The day has also been called “Decoration Day” in the past. It was a time to visit cemeteries and place flowers and other decorations on the graves of loved ones.
Many families, of course, have personal connections with this day, through the story of a fallen family member, typically because of war. Our family always recalls our Uncle Eddie, who died in France in 1944 as a very young man. I never knew him, but his name was remembered and revered among us. There are many thousands of stories like that. And so, for many, the day has a somber note to it.
For some people this weekend is a kind of beginning of summer with thoughts of vacations, visits to a lake cottage, picnics and outdoor cooking. It is fine to celebrate such things; goodness knows we all probably need something like that in this year. But these are always against that more somber backdrop, which should never be forgotten.
Our Christian tradition is very much about remembering. The liturgy of Eucharist focuses on remembering what Jesus did the night before he died, in handing over the remembrance of himself under signs of bread and wine. And we simply remember his dying and rising, that Paschal Mystery through which we believe he offers us new life. Certainly in the Catholic Liturgy, each Sunday can be seen as a kind of Memorial Day, as well as another Easter.

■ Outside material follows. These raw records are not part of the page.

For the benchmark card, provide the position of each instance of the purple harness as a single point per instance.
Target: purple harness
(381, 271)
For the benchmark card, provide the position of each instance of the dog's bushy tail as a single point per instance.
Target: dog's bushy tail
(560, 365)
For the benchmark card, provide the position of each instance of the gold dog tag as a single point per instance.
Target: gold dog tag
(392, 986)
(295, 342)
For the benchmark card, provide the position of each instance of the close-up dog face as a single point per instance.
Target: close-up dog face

I was thinking of that recently in connection with the celebration of the Easter Season. We celebrate Easter for 50 days. Celebration and remembering go together. It is hard to celebrate with great vigor and enthusiasm for 50 days. But we more quietly celebrate by remembering why we have Easter and why we need Easter.

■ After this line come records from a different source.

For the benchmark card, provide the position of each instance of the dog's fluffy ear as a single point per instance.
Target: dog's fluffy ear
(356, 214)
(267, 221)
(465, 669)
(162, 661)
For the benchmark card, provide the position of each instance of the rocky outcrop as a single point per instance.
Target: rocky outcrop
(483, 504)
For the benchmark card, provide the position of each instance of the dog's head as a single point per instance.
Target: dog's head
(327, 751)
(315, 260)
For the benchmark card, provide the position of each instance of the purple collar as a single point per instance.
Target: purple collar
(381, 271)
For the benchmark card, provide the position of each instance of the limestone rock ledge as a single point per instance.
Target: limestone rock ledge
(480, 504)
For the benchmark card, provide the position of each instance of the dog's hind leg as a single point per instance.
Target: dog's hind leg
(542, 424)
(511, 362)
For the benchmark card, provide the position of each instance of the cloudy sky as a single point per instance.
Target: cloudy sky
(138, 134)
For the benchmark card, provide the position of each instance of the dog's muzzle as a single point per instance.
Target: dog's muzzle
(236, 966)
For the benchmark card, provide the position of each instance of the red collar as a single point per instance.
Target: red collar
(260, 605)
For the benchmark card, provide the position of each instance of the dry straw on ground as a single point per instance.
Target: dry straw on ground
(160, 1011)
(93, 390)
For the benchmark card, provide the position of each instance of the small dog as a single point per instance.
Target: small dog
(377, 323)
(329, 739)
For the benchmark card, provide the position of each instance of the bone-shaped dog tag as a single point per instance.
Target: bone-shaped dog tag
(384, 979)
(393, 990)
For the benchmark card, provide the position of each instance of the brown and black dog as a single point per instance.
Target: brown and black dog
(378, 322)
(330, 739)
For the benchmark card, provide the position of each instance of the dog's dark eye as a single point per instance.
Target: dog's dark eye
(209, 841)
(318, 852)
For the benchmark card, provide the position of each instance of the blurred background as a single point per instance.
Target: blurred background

And so as we remember our beloved dead, in whatever way they have left us, we also celebrate them in our minds and hearts. They are still with us somehow, “in spirit” as we like to say.
The Church also remembers its many holy people who have gone before us, that great “cloud of witnesses” mentioned in the Letter to the Hebrews. We remember them for their example, often in the face of great difficulty, their faithfulness to God. They encourage us to do likewise.
And so there are special meanings to the Memorial Day holiday. We are free to let our minds and imaginations make other applications to what we might remember. Happy Memorial Day to all!